Le jeune homme mit un terme au désaccord par un baiser :
— Je ne veux pas me disputer.
Linnéa se mordit la lèvre inférieure et baissa les yeux sur ses mains tremblantes. Elle observa furtivement son époux qui allait chercher un plateau de nourriture sur la table à roulettes. Il revint s'asseoir sur le lit en arborant un sourire avenant. Il lui caressa la joue et aucune parole ne fut nécessaire à l'échange silencieux de sentiments qui s'effectuait en cet instant précieux. La jeune femme acquiesça du regard puis accepta d'avaler un peu de soupe de légumes. Son nouvel infirmier attentionné amena la cuillère à sa bouche et elle retrouva l'espace d'un paisible moment tout le bonheur de ses premiers émois. Sa première sortie avec James, cela s'était passé dans un pré, ils avaient pique-niqué et jamais depuis leur amour n'avait été aussi pur et vrai. Quatre années de mariage avaient banalisé leurs sentiments et les avaient menés à tenir leur amour pour définitivement acquis. Linnéa en avait presque oublié la simplicité d'aimer sans réfléchir et de se laisser porter par le courant d'un bonheur simple. Son travail avait accaparé toutes ses pensées et balayé l'être qui avait jusque là été tout pour elle.
— Mon chéri, dit-elle d'une voix douce. On pourrait tout laisser tomber, le travail et les contraintes, et retrouver la simplicité de notre vie d'avant, quand il n'y avait que notre couple qui comptait. Notre fortune est bien suffisante. Et puis nous pourrions avoir des enfants. Qu'en penses-tu ?

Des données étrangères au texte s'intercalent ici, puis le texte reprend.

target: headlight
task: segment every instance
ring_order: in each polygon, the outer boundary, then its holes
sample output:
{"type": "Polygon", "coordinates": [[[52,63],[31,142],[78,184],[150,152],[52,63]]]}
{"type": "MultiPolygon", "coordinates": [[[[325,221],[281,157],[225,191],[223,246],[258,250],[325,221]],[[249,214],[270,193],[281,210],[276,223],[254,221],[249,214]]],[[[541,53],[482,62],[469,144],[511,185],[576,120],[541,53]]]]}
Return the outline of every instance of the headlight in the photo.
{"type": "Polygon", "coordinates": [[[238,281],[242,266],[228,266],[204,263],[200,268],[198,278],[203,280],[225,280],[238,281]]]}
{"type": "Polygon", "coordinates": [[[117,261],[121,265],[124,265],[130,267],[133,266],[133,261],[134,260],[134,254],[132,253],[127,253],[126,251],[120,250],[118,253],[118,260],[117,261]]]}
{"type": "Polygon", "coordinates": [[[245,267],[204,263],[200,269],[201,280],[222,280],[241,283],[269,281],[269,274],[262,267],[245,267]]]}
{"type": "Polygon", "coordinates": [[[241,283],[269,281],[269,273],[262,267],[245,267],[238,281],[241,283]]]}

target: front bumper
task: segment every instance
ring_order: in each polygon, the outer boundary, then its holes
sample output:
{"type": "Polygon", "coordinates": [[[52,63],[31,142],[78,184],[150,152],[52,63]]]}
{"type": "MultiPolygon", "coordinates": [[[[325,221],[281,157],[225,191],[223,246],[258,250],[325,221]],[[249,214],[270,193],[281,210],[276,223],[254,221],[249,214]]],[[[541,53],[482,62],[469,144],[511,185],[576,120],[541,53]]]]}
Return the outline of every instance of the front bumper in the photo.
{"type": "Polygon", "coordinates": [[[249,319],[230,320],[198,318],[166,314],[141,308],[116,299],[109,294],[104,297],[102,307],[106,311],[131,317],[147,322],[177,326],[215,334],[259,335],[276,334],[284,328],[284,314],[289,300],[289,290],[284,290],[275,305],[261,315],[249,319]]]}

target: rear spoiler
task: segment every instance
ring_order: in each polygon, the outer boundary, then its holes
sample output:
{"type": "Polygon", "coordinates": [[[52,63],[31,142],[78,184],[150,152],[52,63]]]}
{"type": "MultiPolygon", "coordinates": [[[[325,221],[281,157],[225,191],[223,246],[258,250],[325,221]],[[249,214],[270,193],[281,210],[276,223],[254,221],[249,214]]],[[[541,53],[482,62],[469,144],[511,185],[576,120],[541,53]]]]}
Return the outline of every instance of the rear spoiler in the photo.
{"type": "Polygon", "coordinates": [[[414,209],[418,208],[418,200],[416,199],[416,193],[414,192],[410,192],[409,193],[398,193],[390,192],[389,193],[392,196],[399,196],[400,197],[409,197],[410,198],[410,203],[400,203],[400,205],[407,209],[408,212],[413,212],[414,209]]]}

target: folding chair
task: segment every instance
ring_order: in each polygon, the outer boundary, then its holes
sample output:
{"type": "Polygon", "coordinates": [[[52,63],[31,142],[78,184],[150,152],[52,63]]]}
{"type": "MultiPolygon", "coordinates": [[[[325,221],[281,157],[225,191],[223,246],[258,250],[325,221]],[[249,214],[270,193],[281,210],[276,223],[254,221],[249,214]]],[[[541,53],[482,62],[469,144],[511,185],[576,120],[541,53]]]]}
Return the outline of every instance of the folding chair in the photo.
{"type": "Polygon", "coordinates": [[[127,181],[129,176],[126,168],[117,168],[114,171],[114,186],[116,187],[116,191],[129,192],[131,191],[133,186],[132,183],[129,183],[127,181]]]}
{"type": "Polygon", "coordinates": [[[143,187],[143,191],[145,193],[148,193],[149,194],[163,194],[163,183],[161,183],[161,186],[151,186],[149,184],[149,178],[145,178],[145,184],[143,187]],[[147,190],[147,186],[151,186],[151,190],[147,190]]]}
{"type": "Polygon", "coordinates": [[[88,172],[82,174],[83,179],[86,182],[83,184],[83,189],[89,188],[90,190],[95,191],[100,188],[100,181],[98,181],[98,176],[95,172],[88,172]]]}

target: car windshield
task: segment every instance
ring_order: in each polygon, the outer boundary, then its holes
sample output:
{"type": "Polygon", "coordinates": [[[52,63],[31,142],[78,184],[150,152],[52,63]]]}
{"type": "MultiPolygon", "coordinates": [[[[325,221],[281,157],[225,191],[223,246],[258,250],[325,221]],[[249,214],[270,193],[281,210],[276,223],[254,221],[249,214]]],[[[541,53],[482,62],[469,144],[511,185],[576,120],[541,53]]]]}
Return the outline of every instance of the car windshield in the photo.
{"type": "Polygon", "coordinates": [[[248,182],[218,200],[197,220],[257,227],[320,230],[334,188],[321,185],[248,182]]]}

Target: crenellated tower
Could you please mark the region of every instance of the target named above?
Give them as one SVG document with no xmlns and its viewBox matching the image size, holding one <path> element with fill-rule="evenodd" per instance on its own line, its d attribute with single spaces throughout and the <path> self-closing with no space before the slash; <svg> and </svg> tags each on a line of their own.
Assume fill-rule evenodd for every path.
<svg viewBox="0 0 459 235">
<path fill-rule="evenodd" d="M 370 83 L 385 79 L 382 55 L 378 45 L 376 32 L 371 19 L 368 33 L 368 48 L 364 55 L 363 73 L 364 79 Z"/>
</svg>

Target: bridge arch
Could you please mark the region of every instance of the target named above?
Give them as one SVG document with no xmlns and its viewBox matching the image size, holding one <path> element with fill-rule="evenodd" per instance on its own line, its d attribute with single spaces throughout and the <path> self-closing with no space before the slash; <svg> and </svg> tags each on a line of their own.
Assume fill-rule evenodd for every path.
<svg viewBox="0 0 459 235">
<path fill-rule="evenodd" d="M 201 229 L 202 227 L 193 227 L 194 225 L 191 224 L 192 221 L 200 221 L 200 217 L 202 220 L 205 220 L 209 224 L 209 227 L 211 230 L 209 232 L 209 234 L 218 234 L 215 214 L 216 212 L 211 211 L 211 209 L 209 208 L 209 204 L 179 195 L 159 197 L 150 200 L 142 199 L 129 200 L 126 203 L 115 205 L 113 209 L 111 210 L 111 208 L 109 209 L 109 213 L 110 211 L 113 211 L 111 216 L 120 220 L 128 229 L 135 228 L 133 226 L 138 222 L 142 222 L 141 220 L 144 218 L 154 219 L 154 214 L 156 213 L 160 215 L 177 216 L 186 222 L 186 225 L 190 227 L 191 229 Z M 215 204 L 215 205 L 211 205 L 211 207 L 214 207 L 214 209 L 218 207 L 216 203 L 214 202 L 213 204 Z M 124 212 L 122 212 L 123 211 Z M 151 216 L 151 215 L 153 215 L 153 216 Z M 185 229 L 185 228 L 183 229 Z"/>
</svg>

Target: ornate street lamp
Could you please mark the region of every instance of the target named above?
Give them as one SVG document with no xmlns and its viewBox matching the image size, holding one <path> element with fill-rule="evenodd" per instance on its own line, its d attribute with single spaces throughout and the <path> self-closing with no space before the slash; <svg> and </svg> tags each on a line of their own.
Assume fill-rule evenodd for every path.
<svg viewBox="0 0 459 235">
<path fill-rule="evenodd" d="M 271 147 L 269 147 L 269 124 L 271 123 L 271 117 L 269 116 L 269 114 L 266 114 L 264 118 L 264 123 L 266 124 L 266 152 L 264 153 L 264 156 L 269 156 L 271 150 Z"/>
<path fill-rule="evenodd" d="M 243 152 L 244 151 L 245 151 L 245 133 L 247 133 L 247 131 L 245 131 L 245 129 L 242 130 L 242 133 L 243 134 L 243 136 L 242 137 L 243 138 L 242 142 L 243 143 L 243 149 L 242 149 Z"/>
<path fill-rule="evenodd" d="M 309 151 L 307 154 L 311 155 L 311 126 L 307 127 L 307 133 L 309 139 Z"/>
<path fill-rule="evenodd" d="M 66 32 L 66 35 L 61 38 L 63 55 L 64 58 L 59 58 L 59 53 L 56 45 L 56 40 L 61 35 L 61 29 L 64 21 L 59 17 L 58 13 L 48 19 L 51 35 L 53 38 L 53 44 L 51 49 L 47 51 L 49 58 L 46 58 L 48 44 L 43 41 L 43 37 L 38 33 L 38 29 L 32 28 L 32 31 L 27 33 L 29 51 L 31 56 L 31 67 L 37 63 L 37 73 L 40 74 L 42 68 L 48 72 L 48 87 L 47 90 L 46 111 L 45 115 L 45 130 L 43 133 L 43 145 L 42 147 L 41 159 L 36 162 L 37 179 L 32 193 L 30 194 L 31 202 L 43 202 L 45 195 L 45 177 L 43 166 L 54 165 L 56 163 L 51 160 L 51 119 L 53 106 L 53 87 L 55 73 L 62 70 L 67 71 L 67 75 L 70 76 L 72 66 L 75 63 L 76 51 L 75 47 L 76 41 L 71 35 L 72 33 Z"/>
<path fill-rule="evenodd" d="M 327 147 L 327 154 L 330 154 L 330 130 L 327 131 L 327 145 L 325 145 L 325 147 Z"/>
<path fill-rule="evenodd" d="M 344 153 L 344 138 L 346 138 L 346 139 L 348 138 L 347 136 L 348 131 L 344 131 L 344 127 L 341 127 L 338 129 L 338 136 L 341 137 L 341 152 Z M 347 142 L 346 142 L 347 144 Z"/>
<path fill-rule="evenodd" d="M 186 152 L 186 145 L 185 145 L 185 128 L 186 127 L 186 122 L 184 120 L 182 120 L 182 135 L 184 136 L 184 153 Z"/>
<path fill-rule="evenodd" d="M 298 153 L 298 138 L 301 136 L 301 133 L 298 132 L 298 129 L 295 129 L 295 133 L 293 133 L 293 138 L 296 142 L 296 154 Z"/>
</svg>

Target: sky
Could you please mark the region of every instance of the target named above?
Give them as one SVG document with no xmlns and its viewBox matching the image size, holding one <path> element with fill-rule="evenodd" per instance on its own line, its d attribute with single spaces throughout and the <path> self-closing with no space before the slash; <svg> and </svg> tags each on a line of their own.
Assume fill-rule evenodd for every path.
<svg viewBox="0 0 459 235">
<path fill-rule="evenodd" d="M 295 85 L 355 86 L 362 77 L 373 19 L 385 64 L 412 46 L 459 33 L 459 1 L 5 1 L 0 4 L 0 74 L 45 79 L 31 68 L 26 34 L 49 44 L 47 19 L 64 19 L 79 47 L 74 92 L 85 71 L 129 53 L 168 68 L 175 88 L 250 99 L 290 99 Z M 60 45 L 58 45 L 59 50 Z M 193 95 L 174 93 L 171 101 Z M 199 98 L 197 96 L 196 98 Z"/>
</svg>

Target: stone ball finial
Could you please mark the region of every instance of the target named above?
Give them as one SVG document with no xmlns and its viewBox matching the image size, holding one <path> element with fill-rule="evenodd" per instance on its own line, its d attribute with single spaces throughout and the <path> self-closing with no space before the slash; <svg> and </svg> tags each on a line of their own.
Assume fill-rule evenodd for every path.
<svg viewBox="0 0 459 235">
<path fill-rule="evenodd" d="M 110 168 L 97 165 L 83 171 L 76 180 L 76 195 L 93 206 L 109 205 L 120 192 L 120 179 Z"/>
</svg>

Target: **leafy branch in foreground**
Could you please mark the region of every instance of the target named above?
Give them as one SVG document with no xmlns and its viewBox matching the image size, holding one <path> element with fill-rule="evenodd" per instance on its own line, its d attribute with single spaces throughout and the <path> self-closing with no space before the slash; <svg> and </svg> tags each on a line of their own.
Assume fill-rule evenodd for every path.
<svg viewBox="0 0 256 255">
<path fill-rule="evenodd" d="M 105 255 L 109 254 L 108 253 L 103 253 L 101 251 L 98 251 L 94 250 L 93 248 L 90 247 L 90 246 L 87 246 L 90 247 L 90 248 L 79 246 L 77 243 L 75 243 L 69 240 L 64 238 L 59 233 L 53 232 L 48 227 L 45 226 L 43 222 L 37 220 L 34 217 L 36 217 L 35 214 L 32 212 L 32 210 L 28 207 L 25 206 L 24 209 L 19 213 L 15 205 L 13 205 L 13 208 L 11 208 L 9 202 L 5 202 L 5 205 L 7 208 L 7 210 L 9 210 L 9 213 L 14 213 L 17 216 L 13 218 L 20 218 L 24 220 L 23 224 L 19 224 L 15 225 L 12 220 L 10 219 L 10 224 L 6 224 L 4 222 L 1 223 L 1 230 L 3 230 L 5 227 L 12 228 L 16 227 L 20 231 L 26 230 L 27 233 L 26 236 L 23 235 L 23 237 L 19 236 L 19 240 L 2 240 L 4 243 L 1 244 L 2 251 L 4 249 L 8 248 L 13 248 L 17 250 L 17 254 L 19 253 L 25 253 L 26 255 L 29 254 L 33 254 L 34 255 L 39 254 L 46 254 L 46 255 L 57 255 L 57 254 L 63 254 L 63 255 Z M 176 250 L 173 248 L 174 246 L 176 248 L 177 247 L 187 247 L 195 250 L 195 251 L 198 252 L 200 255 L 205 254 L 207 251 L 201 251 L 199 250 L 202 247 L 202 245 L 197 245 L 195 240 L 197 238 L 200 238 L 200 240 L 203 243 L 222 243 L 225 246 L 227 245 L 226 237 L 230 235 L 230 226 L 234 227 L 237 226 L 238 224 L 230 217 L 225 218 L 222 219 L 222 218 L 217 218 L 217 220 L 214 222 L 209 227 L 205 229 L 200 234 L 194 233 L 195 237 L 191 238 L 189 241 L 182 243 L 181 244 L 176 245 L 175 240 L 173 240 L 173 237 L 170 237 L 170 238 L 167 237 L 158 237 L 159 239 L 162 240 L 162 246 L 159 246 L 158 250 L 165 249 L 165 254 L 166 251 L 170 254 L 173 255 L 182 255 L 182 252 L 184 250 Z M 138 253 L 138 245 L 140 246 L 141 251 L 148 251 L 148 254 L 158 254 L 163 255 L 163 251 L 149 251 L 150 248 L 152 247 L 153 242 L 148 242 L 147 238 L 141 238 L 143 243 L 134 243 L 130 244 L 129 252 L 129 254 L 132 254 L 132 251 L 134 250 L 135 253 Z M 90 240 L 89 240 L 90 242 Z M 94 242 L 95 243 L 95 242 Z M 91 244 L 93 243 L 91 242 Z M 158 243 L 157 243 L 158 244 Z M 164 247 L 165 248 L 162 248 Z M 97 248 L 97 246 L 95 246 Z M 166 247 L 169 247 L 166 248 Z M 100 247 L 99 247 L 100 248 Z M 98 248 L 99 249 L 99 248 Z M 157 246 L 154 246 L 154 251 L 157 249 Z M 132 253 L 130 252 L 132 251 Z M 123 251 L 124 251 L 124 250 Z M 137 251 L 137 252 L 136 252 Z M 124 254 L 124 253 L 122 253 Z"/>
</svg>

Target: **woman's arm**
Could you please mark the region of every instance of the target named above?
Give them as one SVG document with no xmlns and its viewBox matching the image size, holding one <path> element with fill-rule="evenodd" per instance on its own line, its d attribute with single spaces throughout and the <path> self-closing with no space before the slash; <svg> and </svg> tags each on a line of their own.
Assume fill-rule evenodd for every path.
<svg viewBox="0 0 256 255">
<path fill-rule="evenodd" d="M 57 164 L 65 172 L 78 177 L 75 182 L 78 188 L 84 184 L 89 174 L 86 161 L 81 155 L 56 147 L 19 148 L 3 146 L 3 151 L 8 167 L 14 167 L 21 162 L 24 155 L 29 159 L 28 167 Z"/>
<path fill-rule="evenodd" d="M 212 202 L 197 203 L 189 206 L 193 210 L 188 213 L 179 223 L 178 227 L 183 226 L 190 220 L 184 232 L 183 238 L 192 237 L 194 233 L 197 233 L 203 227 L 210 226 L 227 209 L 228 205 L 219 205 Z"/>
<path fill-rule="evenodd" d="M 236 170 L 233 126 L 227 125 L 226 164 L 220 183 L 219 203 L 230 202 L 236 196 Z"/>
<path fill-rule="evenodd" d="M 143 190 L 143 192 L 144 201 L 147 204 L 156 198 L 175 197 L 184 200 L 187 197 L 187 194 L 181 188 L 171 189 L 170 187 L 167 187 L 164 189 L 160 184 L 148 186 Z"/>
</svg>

— C'est une très jolie idée, concéda le policier en jouant avec une boucle brune de sa compagne. Seulement, j'aime être flic.
Linnéa tourna la tête, dépitée.
— Je t'en prie ma puce, ne te vexe pas. Tu passeras toujours en priorité dans ma vie, je te l'assure. Mais j'ai besoin de travailler, d'avoir une occupation. Dans la police je me sens utile, j'aime aider les gens et résoudre des enquêtes, même si ça n'est pas toujours très drôle. Je suis content que tu aies fait cette proposition parce que tu as raison, on devrait passer plus de temps ensemble, mais sans pour autant se couper du monde et renoncer à toute autre activité.
— Je comprends.
— Tu pourrais par exemple accepter moins de clients, t'accorder quelques jours de repos dans la semaine. Ou bien tu pourrais carrément abandonner la CDG et te consacrer à la peinture et à la sculpture.
— Je ne peux pas faire ça. Moi aussi j'aime mon travail. Et si je refuse des clients ils iront voir mes concurrents. Je ne peux pas prendre le risque que la CDG perde son prestige et sa première place. Avec moi c'est tout ou rien, tu le sais.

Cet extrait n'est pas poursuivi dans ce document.